At U.S. business schools, the big Trump-related story is that foreign students are staying away. At the 400 U.S. business schools that reported international and domestic application volumes to the Graduate Management Admission Council, international applications fell 10.5% in 2018 and domestic applications just 1.8%.
Meanwhile, GMAC reports that graduate business schools in Asia, Europe, and Canada all experienced application gains in 2018. In another survey by Kaplan, 31% of business school admissions officers said international students concerned about the U.S. political climate were the number one cause of the 2018 application decline, and 74% said they expect these concerns to weigh on applications in the years to come.
Trump administration policies have also made student visas harder and more expensive to get, which is surely also depressing applications from overseas. (Because legal systems vary from country to country, U.S. law schools haven’t been nearly as big a magnet for foreign students as business schools are, and thus haven’t been affected as much by these changes.)
Still, Trump can’t be the only reason MBA applications are down, given that master’s programs in business had stopped growing well before his presidency seemed even conceivable.
The number of people getting undergraduate business degrees has risen this decade even as master’s programs have flat-lined. Within master’s programs there’s also been a significant shift, according to the Association to Advance Collegiate Schools of Business, with the MBA and other generalist degrees (such as “master of management” degrees) losing ground to specialized degrees in accounting, finance, data analytics, and the like.
What’s driving these changes? Worries about debt loads and employability seem to be pushing more students into undergraduate business majors (versus, say, the liberal arts), which may reduce subsequent demand for MBAs.
Increasing job-market demand for specific skills, enhanced by automated applicant-screening methods that sift for those skills on resumes and LinkedIn profiles, has shifted demand away from generalist programs.

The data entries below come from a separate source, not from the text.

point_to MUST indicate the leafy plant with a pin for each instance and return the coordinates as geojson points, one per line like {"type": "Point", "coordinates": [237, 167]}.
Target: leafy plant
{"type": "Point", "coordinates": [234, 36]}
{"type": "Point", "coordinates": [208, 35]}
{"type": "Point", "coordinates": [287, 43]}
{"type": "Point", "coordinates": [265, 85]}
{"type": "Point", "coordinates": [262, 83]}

The strong job market of the past few years may be reducing the willingness of would-be MBA students to take two years out of their careers. Then there’s the increasing availability of alternatives that don’t require a career break: Virginia Tech, Wake Forest University, the University of Iowa and the University of Illinois, among others, have ditched their full-time MBA programs, with the latter two opting to focus instead on online MBAs.
None of that can be blamed on Trump, and none of it is necessarily a bad thing. But at least part of the decline in foreign applications can be and might be. What long-run effect could this have?
Well, the chief executive officer of the most valuable publicly traded corporation in the U.S. (and the world), Microsoft Corp.’s Satya Nadella, is a foreign-born recipient of a U.S. MBA, as is Sundar Pichai, the CEO of Google, which makes all the money for fourth-most-valuable Alphabet Inc. And while Nadella and Pichai originally came to the U.S. to study engineering and got their MBAs later, Ajit Jain, head of the all-important insurance arm of Berkshire Hathaway Inc., came to the U.S. for the MBA.
These are just a few examples culled from the top of the market-cap rankings, but they indicate that reducing the number of foreign students coming to the U.S. for MBAs and other graduate degrees might noticeably cut into the future talent pool of U.S.-based business.